I then began to contemplate my life. It had been a long time since I had been sober. Several times I had tried to quit, hoping to achieve a normal life—but all the promises I made to myself, my family, and my friends had turned out to be empty ones. I had asked the “saints” for deliverance, and had even gone to a witch doctor. Nothing worked. As I dwelled on my past failures my situation looked hopeless. A new fear then came over me as I began to see death as the only way out.

Then I thought, What about God? What if He really exists? What if He is out there somewhere and I can call on Him for help? As this possibility took hold in my mind, I began to pray: “God, I’m not sure if You exist. I don’t know where You are. I don’t know anything about You. All I know is that I can’t live this way any longer. I beg You, if You exist and can hear me, please come and show Yourself.”

Nothing happened, so I called out a second time.

“God, if You exist, please come and show Yourself.”

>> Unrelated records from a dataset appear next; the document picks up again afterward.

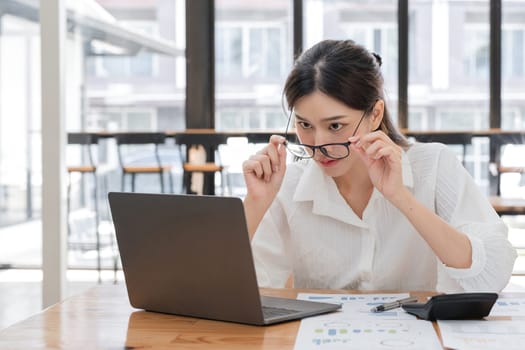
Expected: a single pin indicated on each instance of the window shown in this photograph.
(253, 55)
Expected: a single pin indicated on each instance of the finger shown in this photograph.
(390, 154)
(357, 149)
(272, 152)
(252, 166)
(265, 165)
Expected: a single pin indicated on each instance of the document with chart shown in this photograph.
(356, 327)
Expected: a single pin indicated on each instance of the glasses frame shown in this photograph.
(321, 148)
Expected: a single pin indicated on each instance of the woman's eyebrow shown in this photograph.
(328, 119)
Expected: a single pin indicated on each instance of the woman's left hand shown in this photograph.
(382, 158)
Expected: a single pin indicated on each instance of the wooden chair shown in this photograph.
(86, 166)
(505, 205)
(462, 139)
(148, 162)
(209, 167)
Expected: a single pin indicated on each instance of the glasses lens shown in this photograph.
(299, 150)
(335, 151)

As I finished speaking, something began to happen. My surroundings appeared different. It seemed as if time had stopped, as if nature itself knew that something great was taking place. As I sat there motionless, I began to sense a wonderful, peaceful Presence, and I no longer felt alone. I could not fully understand what was happening, but something in my heart told me that God Himself was there with me. I fell upon my knees and with tears in my eyes said, “So there is a God; this is the God that people talk about.” I prayed, “Thank You, God, for listening to me. Thank You for Your comforting presence.”

A Changed Life

I don’t recall how long I knelt there, but I remember descending the hill and heading back to town. Something had changed inside me. A sense of hope had become rooted in my heart. I felt that I could visit my family.

A few days after my encounter with God’s presence, and with the support of my family, I went to an Alcoholics Anonymous (AA) rehabilitation center and was diagnosed with a severe addiction to alcohol and other drugs. I was accepted as an inpatient. Three years later, I completed my recovery plan. The God whom I had met in the hills had helped me to stay clean and sober. I was fully detoxed, my mind was clear, and in my heart I had begun to worship the God who delivered me.

I later took Bible studies from an Adventist pastor and concluded that it was Jesus, the Good Shepherd, who had come to the brown hills of southern Mexico to seek and save His lost sheep. My Savior took me upon His shoulders and brought me home.

Today, by the grace of God, I have a loving relationship with my family. They recognize that Jesus has transformed my life. God has also given me many friends who love me and whom I love dearly. He has also opened the way for me to attend Weimar Institute in California, where I am learning how to share my faith, hope, and joy with others. Soon Jesus will send me to be a shepherd—this time not for goats, but for precious souls.